Pourquoi nous remplaçons l’air chaud par des lampes infrarouges dans la fabrication des biosenseurs
Lors de la fabrication de biosenseurs, il est essentiel de maîtriser correctement les processus de durcissement et de déshydratation. Pendant des années, la plupart d’entre nous ont utilisé simplement une circulation d’air chaud. C’est une méthode traditionnelle. Mais le problème, c’est que cela revient à chauffer un volume d’air gigantesque juste pour porter une petite surface à la température souhaitée. C’est lent, fastidieux… et c’est vraiment une perte de temps.
L’attente est le pire aspect de cette méthode.
C’est là que les lampes infrarouges entrent en jeu. Au lieu de chauffer l’air autour du composant, les lampes infrarouges envoient des rayonnements électromagnétiques directement vers le substrat. C’est comme comparer l’attente que une pièce se réchauffe avec l’effet d’un rayon de soleil.
Le temps nécessaire pour atteindre la température souhaitée disparaît presque complètement. Dans le traitement des semi-conducteurs, attendre que le four atteigne sa température stable est un véritable frein à la productivité. Avec les lampes infrarouges, on atteint rapidement la température cible. Plus d’attente inutile.

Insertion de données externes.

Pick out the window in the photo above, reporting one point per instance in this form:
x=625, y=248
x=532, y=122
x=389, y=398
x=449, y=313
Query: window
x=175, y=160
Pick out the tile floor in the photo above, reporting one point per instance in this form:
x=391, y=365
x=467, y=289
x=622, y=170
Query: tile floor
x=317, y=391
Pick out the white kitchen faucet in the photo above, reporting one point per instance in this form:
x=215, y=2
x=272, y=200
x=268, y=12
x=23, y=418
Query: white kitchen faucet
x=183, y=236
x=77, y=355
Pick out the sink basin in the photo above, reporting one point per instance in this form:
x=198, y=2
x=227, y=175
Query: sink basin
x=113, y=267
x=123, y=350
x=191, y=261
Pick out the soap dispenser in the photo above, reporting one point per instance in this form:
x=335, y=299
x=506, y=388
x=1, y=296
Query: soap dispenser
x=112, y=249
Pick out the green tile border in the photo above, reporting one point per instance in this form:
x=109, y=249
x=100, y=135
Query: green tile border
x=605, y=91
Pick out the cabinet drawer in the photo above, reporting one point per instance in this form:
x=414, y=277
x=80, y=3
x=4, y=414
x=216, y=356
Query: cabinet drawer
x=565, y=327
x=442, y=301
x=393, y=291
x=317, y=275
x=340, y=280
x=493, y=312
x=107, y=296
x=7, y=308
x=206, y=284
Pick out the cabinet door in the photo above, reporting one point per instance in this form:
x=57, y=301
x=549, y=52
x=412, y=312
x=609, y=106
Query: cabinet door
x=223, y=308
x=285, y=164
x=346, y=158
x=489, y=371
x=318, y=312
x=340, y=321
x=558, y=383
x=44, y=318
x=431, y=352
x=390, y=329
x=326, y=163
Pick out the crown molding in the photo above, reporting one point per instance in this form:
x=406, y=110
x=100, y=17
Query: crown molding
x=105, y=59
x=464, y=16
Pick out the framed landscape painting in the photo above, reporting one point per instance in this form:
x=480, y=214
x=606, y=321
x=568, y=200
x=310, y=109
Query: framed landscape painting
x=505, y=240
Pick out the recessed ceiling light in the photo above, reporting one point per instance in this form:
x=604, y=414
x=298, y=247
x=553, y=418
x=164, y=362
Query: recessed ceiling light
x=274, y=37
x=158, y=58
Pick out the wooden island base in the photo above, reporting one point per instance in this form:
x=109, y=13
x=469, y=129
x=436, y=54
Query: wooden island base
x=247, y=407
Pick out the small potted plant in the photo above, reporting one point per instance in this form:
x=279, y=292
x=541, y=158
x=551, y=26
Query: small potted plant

Pour obtenir de bons résultats sur le terrain
Nous utilisons des lampes à haute densité énergétique pour cela. Mais il y a un truc à savoir : il faut ajuster la longueur d’onde pour qu’elle corresponde aux matériaux utilisés dans le biosenseur. Ainsi, on peut durcir la couche active sans endommager la plaque porteuse.
Mais il faut être prudent. Si l’on met trop d’énergie dans une petite zone, on risque de créer des points chauds. Un seul faux pas et les couches sensibles du biosenseur peuvent être endommagées. Pour éviter cela, nous associons ces lampes à des pyromètres infrarouges et à des contrôleurs PID en boucle fermée. Cela permet de maintenir la température de surface entre ±1°C. C’est rassurant de savoir que la machine surveille la température à notre place.
Les compromis (car il y a toujours des inconvénients)
Les lampes infrarouges sont incroyablement rapides, mais elles nécessitent une ligne de vue droite. L’air chaud enveloppe le composant comme une couverture, tandis que les lampes infrarouges ont besoin d’une ligne de vue claire.
Si le sensore a une forme étrange ou des rainures profondes, on risque de créer des zones froides où la chaleur ne peut pas atteindre. Nous résolvons ce problème en utilisant des réflecteurs pour diriger les rayonnements vers le composant, ou en utilisant plusieurs lampes pour éclairer le composant depuis différentes directions.
Enfin, le système de refroidissement doit être suffisamment efficace. Comme le substrat chauffe très rapidement, il fallait évacuer cette chaleur tout aussi rapidement. Sinon, on risque de voir le composant se déformer à cause de la chaleur. Ce n’est certainement pas ce que l’on veut.